Abstract
Effective component relabeling in Bayesian analyses of mixture models is critical to the routine use of mixtures in classification with analysis based on Markov chain Monte Carlo methods. The classification-based relabeling approach here is computationally attractive and statistically effective, and scales well with sample size and number of mixture components concordant with enabling routine analyses of increasingly large data sets. Building on the best of existing methods, practical relabeling aims to match data:component classification indicators in MCMC iterates with those of a defined reference mixture distribution. The method performs as well as or better than existing methods in small dimensional problems, while being practically superior in problems with larger data sets as the approach is scalable. We describe examples and computational benchmarks, and provide supporting code with efficient computational implementation of the algorithm that will be of use to others in practical applications of mixture models.

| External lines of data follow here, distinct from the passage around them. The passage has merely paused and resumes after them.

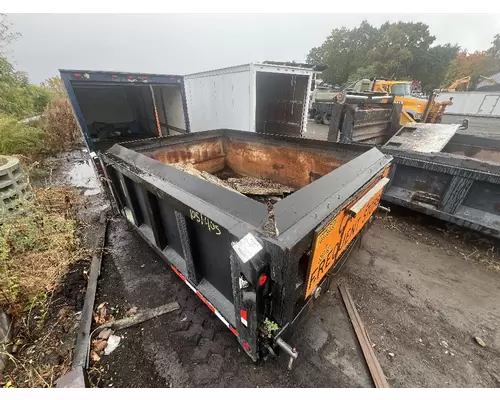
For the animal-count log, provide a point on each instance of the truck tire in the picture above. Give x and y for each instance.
(327, 118)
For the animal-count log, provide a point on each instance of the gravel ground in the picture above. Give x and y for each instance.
(424, 292)
(421, 301)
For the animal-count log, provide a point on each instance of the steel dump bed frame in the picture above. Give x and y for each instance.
(258, 283)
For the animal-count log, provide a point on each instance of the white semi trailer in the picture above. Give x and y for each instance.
(268, 98)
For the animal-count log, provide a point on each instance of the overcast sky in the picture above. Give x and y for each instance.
(180, 44)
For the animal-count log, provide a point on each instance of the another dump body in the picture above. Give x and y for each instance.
(256, 264)
(112, 107)
(436, 171)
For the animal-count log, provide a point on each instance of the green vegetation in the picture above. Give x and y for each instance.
(400, 50)
(19, 138)
(37, 244)
(53, 131)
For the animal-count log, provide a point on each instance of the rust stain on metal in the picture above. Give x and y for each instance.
(259, 159)
(205, 156)
(428, 198)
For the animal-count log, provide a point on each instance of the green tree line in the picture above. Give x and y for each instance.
(399, 50)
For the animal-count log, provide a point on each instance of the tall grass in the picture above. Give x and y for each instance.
(55, 131)
(19, 138)
(59, 124)
(38, 243)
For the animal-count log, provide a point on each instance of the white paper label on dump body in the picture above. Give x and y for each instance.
(247, 247)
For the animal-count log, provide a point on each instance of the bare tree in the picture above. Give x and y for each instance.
(6, 34)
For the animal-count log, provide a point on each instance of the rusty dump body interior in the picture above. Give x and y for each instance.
(194, 223)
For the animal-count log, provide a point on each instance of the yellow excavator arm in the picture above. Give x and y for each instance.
(466, 80)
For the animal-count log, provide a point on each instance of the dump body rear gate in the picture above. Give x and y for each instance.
(259, 281)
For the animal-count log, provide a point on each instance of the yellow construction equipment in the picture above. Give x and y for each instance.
(415, 109)
(464, 84)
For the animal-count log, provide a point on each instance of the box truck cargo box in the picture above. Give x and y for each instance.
(264, 98)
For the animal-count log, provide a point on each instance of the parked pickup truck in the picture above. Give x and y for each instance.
(258, 262)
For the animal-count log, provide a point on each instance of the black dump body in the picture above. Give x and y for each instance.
(252, 262)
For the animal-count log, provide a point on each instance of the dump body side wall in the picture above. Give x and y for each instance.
(438, 185)
(192, 223)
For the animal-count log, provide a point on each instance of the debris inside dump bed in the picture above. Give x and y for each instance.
(263, 190)
(257, 186)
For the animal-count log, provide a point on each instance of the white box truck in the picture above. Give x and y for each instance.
(268, 97)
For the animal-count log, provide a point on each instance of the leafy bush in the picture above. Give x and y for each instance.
(38, 243)
(59, 124)
(18, 97)
(19, 138)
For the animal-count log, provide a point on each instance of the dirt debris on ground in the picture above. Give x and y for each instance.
(411, 295)
(45, 332)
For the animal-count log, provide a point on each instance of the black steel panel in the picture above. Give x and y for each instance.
(210, 251)
(336, 187)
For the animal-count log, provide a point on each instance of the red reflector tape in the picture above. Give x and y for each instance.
(207, 303)
(235, 332)
(243, 315)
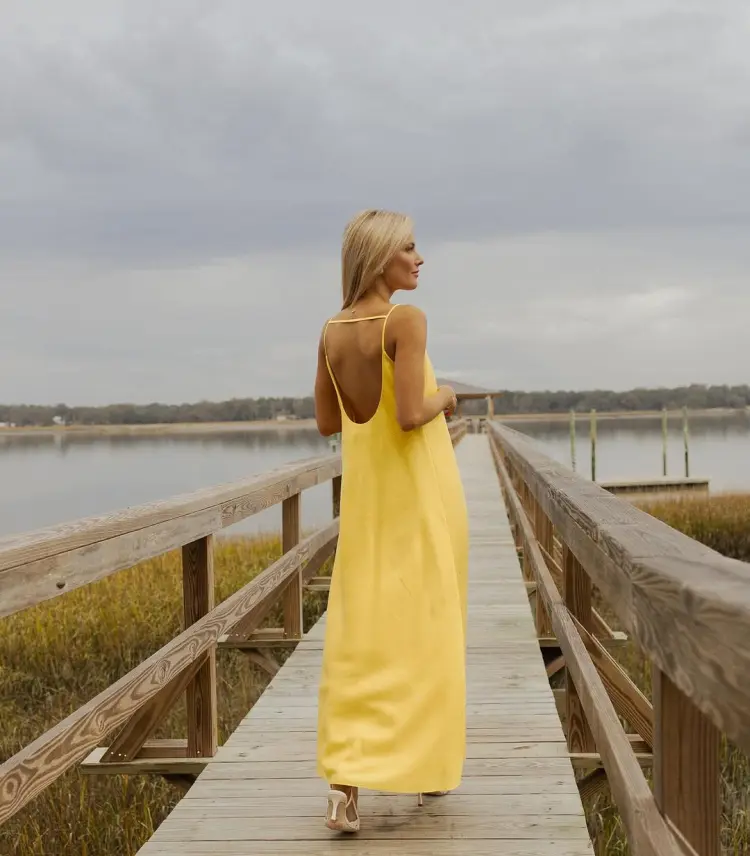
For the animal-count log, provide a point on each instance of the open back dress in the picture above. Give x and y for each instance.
(392, 698)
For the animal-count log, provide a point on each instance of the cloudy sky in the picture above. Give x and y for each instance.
(175, 178)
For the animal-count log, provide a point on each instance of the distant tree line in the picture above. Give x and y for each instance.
(235, 410)
(695, 397)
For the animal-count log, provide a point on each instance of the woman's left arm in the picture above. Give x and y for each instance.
(327, 410)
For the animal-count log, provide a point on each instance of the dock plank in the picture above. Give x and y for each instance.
(261, 794)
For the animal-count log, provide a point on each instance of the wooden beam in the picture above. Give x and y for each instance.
(46, 563)
(686, 606)
(577, 589)
(130, 743)
(40, 763)
(648, 833)
(164, 766)
(686, 767)
(200, 695)
(629, 701)
(290, 535)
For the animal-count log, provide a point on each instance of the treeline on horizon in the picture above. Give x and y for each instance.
(694, 397)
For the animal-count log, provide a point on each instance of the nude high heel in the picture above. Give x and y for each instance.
(420, 800)
(337, 815)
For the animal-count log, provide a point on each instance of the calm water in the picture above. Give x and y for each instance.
(47, 479)
(632, 448)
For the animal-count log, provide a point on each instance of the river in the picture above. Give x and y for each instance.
(48, 478)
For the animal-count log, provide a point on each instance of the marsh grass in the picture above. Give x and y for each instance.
(55, 657)
(721, 522)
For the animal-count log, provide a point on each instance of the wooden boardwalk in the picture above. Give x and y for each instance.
(261, 795)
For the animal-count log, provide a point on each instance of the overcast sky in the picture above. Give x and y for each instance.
(175, 178)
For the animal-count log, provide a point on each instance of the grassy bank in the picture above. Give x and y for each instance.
(55, 657)
(722, 523)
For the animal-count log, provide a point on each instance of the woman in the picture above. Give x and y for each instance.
(392, 693)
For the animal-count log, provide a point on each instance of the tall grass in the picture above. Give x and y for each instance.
(721, 522)
(57, 656)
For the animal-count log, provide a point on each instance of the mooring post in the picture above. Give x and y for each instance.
(572, 439)
(593, 444)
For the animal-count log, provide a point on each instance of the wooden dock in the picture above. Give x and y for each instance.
(595, 571)
(261, 793)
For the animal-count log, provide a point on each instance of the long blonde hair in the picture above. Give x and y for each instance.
(371, 240)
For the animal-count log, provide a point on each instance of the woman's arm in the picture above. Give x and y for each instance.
(413, 408)
(327, 410)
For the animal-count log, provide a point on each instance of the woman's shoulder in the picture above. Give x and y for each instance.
(408, 315)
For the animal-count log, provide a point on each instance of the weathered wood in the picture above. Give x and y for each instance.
(686, 606)
(518, 786)
(29, 771)
(628, 700)
(593, 784)
(336, 496)
(290, 535)
(131, 741)
(686, 767)
(577, 592)
(647, 831)
(166, 765)
(46, 563)
(544, 534)
(200, 695)
(248, 627)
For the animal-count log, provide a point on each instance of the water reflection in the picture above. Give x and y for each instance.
(54, 478)
(631, 447)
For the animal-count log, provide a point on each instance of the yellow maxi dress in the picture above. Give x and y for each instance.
(392, 695)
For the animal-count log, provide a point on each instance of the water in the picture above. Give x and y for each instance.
(631, 448)
(47, 479)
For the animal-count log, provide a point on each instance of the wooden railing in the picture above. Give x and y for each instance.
(684, 605)
(45, 564)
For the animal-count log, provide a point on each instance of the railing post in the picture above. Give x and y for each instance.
(577, 595)
(290, 537)
(336, 495)
(543, 530)
(686, 766)
(198, 599)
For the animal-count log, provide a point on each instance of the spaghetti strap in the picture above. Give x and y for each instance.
(385, 322)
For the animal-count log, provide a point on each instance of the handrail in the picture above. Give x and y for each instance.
(686, 607)
(87, 550)
(45, 563)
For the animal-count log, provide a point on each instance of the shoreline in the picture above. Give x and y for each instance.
(166, 428)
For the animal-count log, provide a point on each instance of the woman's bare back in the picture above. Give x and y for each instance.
(354, 348)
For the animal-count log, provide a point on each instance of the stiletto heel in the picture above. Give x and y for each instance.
(420, 796)
(337, 815)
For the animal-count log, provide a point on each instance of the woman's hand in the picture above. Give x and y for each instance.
(449, 402)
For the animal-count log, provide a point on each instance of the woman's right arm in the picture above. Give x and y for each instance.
(413, 408)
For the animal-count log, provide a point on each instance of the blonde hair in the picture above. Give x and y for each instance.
(371, 240)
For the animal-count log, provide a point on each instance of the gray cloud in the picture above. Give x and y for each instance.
(174, 179)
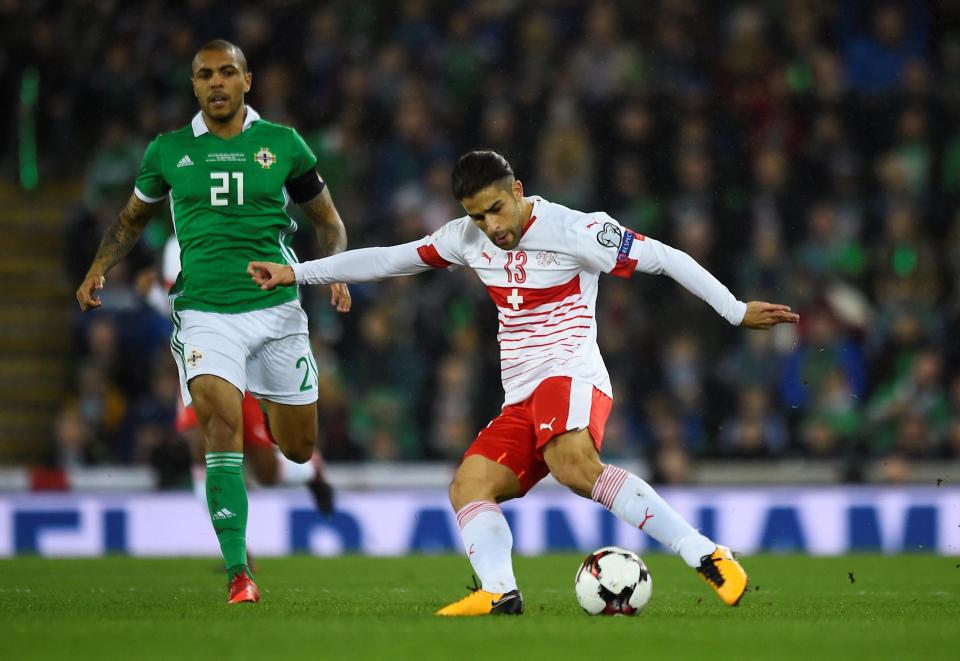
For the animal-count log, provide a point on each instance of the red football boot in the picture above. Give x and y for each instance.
(243, 589)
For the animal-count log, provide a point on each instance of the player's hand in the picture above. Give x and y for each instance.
(762, 315)
(87, 292)
(270, 276)
(340, 296)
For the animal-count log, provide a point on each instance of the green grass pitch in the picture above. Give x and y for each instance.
(852, 607)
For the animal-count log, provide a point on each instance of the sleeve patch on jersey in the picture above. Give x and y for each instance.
(431, 257)
(610, 236)
(625, 265)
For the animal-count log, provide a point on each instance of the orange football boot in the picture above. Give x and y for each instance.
(481, 602)
(243, 589)
(724, 574)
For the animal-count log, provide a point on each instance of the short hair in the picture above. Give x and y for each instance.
(223, 44)
(476, 170)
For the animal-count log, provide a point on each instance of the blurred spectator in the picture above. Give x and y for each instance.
(756, 430)
(910, 411)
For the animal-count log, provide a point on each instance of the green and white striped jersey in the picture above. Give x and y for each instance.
(228, 202)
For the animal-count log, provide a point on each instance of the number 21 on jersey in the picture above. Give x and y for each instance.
(219, 194)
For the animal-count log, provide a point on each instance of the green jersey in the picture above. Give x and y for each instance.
(228, 202)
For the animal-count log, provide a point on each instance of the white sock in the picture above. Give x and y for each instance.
(292, 473)
(634, 501)
(488, 542)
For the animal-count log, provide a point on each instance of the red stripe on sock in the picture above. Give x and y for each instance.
(608, 485)
(471, 510)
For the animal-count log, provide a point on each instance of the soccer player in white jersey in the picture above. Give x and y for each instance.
(541, 264)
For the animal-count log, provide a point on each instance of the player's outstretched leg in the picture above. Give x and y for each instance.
(479, 483)
(217, 404)
(637, 503)
(573, 460)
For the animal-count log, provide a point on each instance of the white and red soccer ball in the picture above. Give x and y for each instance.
(613, 581)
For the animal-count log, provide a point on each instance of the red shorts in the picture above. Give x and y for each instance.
(516, 437)
(255, 432)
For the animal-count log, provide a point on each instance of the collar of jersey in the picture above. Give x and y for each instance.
(200, 127)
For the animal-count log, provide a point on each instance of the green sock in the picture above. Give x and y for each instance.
(227, 502)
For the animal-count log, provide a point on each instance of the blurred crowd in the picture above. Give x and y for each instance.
(805, 152)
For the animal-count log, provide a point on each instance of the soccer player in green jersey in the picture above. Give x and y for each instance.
(229, 176)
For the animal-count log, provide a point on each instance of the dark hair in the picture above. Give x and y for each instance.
(476, 170)
(223, 44)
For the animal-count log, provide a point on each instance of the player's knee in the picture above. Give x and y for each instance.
(576, 472)
(300, 451)
(467, 489)
(219, 434)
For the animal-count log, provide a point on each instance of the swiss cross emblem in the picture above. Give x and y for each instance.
(194, 358)
(265, 158)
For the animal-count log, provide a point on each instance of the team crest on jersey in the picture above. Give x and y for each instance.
(547, 258)
(265, 158)
(610, 236)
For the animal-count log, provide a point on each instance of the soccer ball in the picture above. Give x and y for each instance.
(613, 581)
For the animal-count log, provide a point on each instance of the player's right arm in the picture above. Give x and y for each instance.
(361, 265)
(118, 240)
(439, 250)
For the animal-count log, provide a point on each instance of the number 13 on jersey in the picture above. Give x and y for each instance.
(219, 193)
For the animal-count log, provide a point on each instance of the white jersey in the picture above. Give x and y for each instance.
(171, 261)
(545, 289)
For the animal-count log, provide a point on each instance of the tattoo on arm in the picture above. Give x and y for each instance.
(330, 230)
(123, 234)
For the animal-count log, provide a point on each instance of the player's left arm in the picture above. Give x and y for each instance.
(621, 251)
(331, 232)
(656, 257)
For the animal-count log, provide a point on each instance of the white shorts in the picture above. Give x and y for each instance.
(266, 352)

Keywords: Bayesian computation, GPU computing, Hungarian algorithm, Large data sets, Markov chain Monte Carlo, Mixture configuration indicators
1 Introduction
Component label switching has long been known to be a practically challenging problem in Bayesian analyses of mixture models using MCMC posterior simulation methods (e.g. Lavine and West, 1992; West, 1997; Stephens, 2000; Jasra et al., 2005; Yao and Lindsay, 2009). The problem arises due to the inherent lack of practical model identification under priors that treat the parameters of components exchangeably. In a mixture model with k components, these priors and hence the resulting posteriors for the set of parameters of the mixture components are symmetric with respect to permutations of the mixture component labels 1,…, k (e.g. West, 1997). As a result, model fitting using nowadays standard MCMC methods suffer from label switching as the posterior simulation algorithm explores the k! symmetric regions; the resulting posterior simulation outputs lose interpretation without some relabeling intervention to enforce practical identification.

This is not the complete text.